The water bodies in the Camargue dry out in late summer. As a result, many birds were far away from the paths, in the middle of the nearly empty water bodies. In many places this was too far away to take pictures.
In the Camargue there is a park where the water level is regulated all year round. Therefore, many species move to the ponds of the Parc Ornithologique de Pont de Gau. The birds are also fed with empty rice husks. The flamingos, which live in the wild, use this food source and many of the birds stay at the ponds all year round. A path has been built around the pond and the flamingos can be observed and photographed from only a few metres. They have become accustomed to people and show practically no shyness anymore.
While at first, I had devoted myself to taking portraits of the flamingos, I gradually realized that this would not work out so well.
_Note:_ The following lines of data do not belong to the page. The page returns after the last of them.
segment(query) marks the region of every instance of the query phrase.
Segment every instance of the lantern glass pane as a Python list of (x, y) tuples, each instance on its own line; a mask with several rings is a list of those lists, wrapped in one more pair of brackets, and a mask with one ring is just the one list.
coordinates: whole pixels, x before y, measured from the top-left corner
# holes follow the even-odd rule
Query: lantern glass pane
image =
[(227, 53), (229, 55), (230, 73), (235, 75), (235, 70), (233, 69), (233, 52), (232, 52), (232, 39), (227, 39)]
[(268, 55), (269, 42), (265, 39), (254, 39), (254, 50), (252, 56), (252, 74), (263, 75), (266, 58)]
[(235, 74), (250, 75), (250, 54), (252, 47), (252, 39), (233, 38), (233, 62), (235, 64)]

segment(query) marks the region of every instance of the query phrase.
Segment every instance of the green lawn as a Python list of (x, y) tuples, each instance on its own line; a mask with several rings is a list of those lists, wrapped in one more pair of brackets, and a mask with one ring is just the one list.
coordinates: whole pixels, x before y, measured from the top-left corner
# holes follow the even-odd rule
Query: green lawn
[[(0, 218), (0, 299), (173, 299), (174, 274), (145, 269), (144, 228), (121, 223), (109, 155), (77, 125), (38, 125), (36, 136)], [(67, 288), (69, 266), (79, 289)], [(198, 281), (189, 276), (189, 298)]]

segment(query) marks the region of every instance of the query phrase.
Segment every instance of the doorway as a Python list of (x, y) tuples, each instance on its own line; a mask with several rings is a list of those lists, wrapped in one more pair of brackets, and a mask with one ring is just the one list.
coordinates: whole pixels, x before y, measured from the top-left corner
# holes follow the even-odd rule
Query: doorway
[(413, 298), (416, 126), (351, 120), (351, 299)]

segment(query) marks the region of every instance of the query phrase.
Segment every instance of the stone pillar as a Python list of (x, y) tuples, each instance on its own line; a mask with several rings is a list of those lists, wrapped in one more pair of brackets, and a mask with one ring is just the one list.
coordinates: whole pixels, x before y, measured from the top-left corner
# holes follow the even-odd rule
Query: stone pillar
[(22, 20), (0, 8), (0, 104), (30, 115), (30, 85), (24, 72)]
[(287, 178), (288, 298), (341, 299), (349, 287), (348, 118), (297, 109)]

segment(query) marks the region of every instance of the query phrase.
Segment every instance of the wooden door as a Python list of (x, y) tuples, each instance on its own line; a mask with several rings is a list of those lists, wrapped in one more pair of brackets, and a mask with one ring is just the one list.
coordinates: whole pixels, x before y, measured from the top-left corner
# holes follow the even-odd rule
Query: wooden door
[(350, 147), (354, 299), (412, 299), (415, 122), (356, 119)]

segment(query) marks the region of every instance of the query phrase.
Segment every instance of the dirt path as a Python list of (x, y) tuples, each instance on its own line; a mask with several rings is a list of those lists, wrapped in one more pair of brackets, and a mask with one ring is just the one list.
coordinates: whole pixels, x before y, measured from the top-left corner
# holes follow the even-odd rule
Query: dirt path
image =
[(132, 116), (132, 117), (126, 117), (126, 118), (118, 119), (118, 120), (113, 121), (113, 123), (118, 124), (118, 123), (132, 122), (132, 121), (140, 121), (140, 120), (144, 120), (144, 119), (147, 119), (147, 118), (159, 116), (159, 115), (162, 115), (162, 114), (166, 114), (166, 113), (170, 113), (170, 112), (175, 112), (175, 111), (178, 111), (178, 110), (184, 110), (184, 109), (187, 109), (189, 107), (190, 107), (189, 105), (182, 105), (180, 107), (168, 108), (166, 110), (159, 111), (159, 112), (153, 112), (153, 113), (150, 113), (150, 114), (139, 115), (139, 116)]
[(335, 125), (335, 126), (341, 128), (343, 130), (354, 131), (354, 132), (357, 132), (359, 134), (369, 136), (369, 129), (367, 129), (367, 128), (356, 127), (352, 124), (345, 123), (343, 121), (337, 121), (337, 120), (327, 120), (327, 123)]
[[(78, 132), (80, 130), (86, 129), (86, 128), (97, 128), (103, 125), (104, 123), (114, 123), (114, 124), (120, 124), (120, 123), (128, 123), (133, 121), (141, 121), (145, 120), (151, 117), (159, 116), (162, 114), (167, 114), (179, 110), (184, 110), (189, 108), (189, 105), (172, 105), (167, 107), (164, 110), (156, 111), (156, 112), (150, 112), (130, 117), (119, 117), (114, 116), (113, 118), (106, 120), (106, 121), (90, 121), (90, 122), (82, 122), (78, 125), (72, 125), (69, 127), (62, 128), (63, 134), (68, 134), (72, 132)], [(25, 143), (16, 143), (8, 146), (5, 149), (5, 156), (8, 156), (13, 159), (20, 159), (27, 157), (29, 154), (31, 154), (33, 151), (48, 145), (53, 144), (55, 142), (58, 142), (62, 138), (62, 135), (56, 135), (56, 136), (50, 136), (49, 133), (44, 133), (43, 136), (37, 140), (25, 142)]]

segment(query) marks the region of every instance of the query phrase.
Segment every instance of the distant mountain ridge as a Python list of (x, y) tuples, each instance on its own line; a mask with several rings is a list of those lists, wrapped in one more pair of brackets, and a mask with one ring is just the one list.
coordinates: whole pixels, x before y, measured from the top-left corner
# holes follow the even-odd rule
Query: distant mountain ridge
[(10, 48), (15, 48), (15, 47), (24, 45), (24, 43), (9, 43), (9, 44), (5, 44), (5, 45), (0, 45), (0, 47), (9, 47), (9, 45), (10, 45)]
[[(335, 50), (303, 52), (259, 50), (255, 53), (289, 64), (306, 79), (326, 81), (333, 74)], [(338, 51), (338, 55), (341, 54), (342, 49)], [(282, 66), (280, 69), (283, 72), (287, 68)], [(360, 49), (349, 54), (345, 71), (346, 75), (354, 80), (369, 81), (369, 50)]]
I was not the only photographer who was in the park that night and I realized that the standard portrait had probably been shot thousands of times. So, I tried to capture some more unique details and behaviour.
Every couple of minutes, more flamingos landed at the pond. Other birds, on the other hand, took off and were probably already heading for their sleeping place. So, I tried to photograph the flamingos in flight. Because the flamingos have a very long and thin body, I could not find any composition that did not make the birds look awkward. I also tried to capture the birds with longer exposure times to show some motion. But the same problem occurred here, too. In addition, the background was not very nice and so I abandoned the idea of a photo of the flamingo in flight.
I noticed that when a group of flamingos were about to land, the flamingos on the ground spread their wings. In doing so, the flamingos showed their strongly red coloured wings, which are framed by dark hand and arm wings. The problem was that I never knew which flamingo would spread its wings. The flamingos showed this behaviour quite often, but they only spread their wings for a few seconds. The autofocus of my Sigma 150-600 Sport was just too slow to focus on the wings in time.
So, I lowered the camera for a few minutes to see if the wing spread could be predicted. Although I couldn't see any specific behaviour that could tell me which Flamingo would spread its wings, the short pause seemed to help me a bit anyways. The few milliseconds I could detect the behaviour earlier was enough and the autofocus had enough time to focus. After some more failed attempts I finally had a sharp picture of the wings.